一歌が兄から学んだこの世の仕組みは、人が多かれ少なかれ、獣性を持っているということだ。
獣性が高い者は往々にして、本能に忠実であり、頭がキレ、勘が鋭く、時として残酷だが圧倒的なカリスマ性を持つ。
多くの人は、喜んで支配されたがる。
つまり、人を支配する側なのか、人に支配される側なのか。
それを如実に表すパロメーターというわけだ。
一歌の兄――詩哉は獣性が非常に高く生まれついた。
幼稚園に入園早々、クラスのボスに位置していた男の子を舌戦のみで泣かせ、新たなボスとして降臨した。
その後も小学校に入学早々以下略、中学校以下略。
年を重ねるごとに、知恵と力と支配力を身につける詩哉の勢いは止まらず。
華々しい経歴と大量の子分をこさえ、高校にて満を持して絶大な力を手に入れる。
いわゆる“チーム”というやつだ。
高校入学早々、絡んできた当時のチームのリーダーであった3年生を、天性の腕っ節のみでこてんぱんに叩きつぶし、トップの座に就いた。

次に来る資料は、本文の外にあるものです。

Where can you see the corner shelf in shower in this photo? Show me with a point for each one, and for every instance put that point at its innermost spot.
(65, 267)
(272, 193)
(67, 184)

詩哉の手足となったチームは遺憾なく力を奮い続け、売られた喧嘩は必ず買い取り倍にして叩きつけ、時々喧嘩を安売りしながら、とうとう日本でも指折りの強大なチームとなる。
闇の世界からのお誘いもくるなか、それら全てを丁重にお断りし、結構な大きさになったチームは高校卒業後、名を“会社”に改め、舞台を変えて邁進する。
そう、終宵町に。
ここは、一歌の兄の愛すべき腐りきった“ホーム”なのだ。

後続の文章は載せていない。